Ironically, today x-mas eve, when going through a chest drawer to find some clothes for Gianna I discovered some cards Amanda and I had exchanged.

The card that most touched me is the one I gave her last year. We had no idea that in less than a month our world would be completely different and that in exactly 60 days she would be gone...
Inside, I wrote:
"My favorite Christmas gift now and forever is knowing that you share my life with me"
Our first Christmas in our new house and our last as just the two of us. Thank You for giving me a family and making me realize what really matters more than anything in the world. Making you happy makes me complete and I hope I can do that everyday forever babe. The new adventures of us are about to begin and I cant wait to share them with you! Love you always, Me.

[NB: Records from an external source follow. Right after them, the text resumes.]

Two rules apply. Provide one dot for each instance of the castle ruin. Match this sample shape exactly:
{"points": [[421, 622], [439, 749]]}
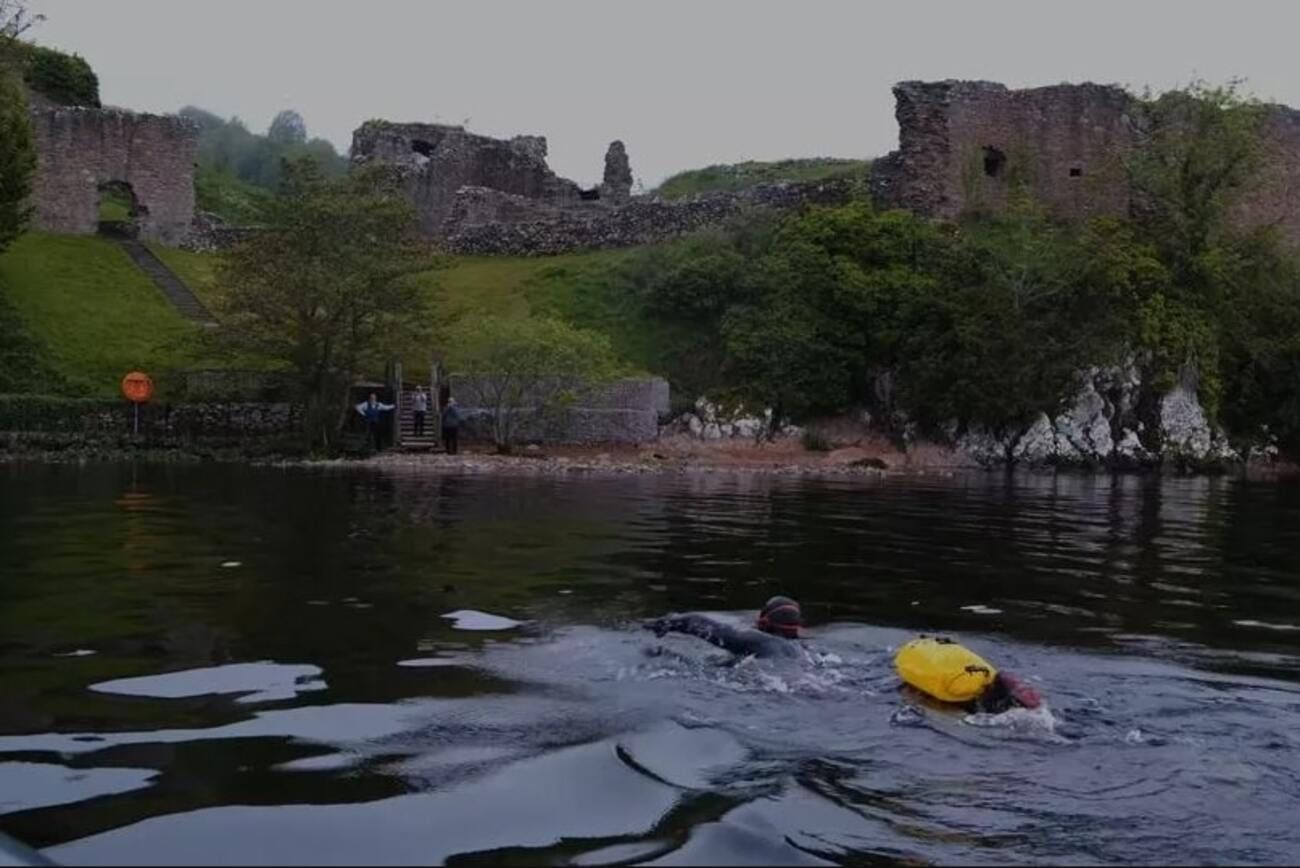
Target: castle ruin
{"points": [[480, 195], [962, 146], [85, 152]]}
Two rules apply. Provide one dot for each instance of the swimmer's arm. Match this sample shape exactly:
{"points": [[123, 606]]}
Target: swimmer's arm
{"points": [[697, 625]]}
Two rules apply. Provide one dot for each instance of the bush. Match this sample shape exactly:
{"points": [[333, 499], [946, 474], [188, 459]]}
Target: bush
{"points": [[66, 79], [814, 441]]}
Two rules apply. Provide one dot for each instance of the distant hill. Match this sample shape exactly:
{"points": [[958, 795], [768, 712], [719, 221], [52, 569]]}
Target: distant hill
{"points": [[740, 176]]}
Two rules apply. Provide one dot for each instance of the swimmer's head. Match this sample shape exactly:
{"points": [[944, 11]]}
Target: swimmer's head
{"points": [[1023, 694], [780, 616]]}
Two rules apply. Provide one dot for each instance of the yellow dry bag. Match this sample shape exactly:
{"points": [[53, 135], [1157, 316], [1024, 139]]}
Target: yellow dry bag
{"points": [[944, 669]]}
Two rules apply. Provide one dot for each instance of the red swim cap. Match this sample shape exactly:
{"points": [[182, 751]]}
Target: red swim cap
{"points": [[781, 616], [1021, 691]]}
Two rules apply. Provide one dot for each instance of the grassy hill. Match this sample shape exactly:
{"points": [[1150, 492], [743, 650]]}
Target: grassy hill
{"points": [[741, 176], [92, 312]]}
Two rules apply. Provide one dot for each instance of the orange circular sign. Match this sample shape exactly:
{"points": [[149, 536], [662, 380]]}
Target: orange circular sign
{"points": [[137, 387]]}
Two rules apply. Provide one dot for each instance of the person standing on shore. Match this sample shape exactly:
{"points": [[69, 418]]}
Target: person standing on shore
{"points": [[451, 420], [420, 409], [372, 411]]}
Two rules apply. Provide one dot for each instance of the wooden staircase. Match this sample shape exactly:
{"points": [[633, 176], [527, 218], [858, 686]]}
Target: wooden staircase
{"points": [[406, 424]]}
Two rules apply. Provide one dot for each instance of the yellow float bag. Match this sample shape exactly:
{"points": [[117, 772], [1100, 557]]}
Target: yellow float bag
{"points": [[943, 669]]}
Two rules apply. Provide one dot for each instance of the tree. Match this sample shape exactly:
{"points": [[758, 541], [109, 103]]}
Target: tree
{"points": [[528, 368], [1197, 150], [17, 159], [14, 21], [325, 289], [287, 127]]}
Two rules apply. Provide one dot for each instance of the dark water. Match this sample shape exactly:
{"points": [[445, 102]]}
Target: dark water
{"points": [[272, 677]]}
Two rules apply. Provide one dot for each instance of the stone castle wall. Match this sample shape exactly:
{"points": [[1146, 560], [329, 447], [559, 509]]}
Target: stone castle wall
{"points": [[438, 160], [485, 221], [962, 146], [81, 150]]}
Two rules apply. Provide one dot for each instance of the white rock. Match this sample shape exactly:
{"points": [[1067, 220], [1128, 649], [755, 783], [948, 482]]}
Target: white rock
{"points": [[1187, 432], [1130, 446], [1038, 445], [1086, 425]]}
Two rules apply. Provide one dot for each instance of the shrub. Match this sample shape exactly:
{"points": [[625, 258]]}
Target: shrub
{"points": [[815, 441], [66, 79]]}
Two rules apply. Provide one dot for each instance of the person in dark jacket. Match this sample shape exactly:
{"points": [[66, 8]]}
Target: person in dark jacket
{"points": [[451, 420], [778, 624]]}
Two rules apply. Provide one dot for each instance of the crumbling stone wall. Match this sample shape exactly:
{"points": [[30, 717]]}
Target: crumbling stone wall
{"points": [[1274, 199], [81, 150], [437, 160], [485, 221], [618, 173], [962, 146]]}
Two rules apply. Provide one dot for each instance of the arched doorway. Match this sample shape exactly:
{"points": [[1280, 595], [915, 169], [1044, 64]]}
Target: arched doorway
{"points": [[118, 209]]}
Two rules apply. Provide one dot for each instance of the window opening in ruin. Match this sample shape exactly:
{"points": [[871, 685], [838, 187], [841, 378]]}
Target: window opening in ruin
{"points": [[993, 161], [118, 209]]}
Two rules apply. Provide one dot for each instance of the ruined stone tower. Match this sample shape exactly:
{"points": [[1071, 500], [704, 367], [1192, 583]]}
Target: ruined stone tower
{"points": [[962, 147], [618, 173], [437, 161], [82, 151]]}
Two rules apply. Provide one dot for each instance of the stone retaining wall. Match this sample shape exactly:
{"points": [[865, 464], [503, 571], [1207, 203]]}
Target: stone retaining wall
{"points": [[625, 411]]}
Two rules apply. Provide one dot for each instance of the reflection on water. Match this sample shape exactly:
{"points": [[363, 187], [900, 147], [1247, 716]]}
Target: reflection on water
{"points": [[256, 665]]}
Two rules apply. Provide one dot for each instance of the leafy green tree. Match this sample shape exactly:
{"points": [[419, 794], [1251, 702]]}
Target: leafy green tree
{"points": [[287, 127], [1197, 151], [528, 368], [228, 148], [325, 290]]}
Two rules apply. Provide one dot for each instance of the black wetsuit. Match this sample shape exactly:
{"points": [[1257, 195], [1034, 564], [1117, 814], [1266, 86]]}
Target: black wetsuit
{"points": [[740, 641], [995, 699]]}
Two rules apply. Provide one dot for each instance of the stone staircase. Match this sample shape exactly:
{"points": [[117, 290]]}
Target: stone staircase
{"points": [[173, 287], [406, 420]]}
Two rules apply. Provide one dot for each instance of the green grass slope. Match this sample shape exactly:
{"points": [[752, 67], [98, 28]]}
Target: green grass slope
{"points": [[741, 176], [95, 315]]}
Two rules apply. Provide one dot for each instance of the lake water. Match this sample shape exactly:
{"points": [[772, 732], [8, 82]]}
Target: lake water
{"points": [[213, 664]]}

I am at peace today and wish everyone a Merry Christmas.

Thursday, December 3, 2009

Im glad its not beginning to feel a lot like Christmas - 60's in Dec is pretty nice! I thought this entire time around the holidays was going to be really tough but so far its all okay. I knocked down one more class toward my MBA that just finished. Gianna has been so fun to watch and play with over the last several months. Crawling all over the place, getting into everything she shouldnt, crawling up my leg to get my attention...she's so f'n cute.
I've wanted to write so much so many times but never end up doing it anymore. Why? I dont know....some of it is really dark and some of it is really really great. I think I have surprised myself at how far I've come from just a bunch of months ago. Scary to think its almost been a year....in fact I'm already planning Gianna's 1st b-day. Weird year. Feels like a century ago.
I see a new life forming for me and am curious to see what 2010 has in store....
Be mindful of all the moments you have with your loved one. Someone once said "I've had my moments, I just wish I had more of them."